There were 1,947 households, out of which 41.6% had children under the age of 18 living with them, 60.6% were married couples living together, 15.2% had a female householder with no husband present, and 19.2% were non-families. 14.8% of all households were made up of individuals, and 5.9% had someone living alone who was 65 years of age or older. The average household size was 2.89 and the average family size was 3.17.

In the CDP, the population was spread out, with 30.0% under the age of 18, 9.5% from 18 to 24, 29.5% from 25 to 44, 22.2% from 45 to 64, and 8.9% who were 65 years of age or older. The median age was 33 years. For every 100 females, there were 90.9 males.
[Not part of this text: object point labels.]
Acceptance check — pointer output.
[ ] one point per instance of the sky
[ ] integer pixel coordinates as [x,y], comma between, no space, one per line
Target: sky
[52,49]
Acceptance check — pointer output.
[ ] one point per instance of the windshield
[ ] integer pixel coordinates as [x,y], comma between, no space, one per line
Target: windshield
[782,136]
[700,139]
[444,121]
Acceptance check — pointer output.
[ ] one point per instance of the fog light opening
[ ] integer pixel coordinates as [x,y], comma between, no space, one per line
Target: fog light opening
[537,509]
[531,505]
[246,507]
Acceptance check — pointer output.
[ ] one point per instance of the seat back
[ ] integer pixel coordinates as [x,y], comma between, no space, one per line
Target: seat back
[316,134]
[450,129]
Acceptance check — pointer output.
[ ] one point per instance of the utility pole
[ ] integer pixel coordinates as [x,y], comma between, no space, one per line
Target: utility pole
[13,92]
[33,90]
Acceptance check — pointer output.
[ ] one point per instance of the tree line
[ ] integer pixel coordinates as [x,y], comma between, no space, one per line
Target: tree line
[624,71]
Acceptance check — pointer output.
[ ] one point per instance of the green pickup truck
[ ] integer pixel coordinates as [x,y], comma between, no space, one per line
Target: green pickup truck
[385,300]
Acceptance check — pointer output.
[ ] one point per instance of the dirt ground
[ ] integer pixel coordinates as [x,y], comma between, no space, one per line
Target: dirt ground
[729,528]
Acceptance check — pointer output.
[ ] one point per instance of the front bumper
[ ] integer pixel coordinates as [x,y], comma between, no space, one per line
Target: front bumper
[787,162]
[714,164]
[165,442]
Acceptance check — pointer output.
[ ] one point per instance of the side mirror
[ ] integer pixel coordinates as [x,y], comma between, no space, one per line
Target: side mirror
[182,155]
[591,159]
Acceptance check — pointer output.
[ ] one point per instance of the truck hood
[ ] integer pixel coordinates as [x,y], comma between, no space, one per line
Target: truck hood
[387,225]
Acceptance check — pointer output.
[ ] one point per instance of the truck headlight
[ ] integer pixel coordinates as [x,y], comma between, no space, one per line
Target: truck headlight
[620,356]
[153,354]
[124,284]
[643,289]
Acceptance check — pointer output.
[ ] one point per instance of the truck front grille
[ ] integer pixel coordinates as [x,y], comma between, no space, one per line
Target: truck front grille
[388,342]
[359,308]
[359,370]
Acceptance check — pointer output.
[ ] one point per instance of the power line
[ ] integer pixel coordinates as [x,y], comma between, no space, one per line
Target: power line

For every 100 females age 18 and over, there were 89.1 males.

The median income for a household in the CDP was $41,219, and the median income for a family was $45,958. Males had a median income of $30,117 versus $21,072 for females. The per capita income for the CDP was $16,389. About 5.6% of families and 8.5% of the population were below the poverty line, including 14.9% of those under age 18 and 1.8% of those age 65 or over.